Just a couple of things you need to keep in mind...
- New graphics cards like the 8800 series need a LOT of juice. If you're getting two of them, you should get a power supply capable of delivering at least 700 watts.
- Unless you're playing games at 1920x1200 or higher, SLI is a total waste; the second card will sit idle most of the time.

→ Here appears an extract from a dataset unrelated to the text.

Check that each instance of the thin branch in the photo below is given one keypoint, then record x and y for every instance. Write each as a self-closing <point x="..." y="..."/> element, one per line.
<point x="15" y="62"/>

- If you're buying it for gaming, get 32-bit XP. Your games will run faster and with a much better compatibility rate on XP (this is not anecdotal; there have been lots of benchmarks to confirm this). The only real drawback with XP is the amount of addressable RAM. Basically, XP can only understand 4gigs, total. From that, you lose 512meg for mandatory swap space, plus all of your video ram (TWICE if you have SLI). My gaming machine has 4gigs of RAM and two 768 meg 8800 GTX's, so I only get around 2.5 gigs of free RAM in XP. 64-bit XP will give you acesss to all your RAM but run games in a software emulation layer which is painfully slow (this is why Intel abandoned the Itanium). In any case, the 64 bit version of XP has been discontinued by MS.
As far as brands go, everyone has their favorites and personal pet peeves. Sometimes I build my machines, sometimes I buy a brand name; it all depends on the situation. Over the yeas I seem to have ended up owning a whole lot of Dells. This was never by design; they just seem to either have the configuration that I'm looking for or they were the best bang for the buck.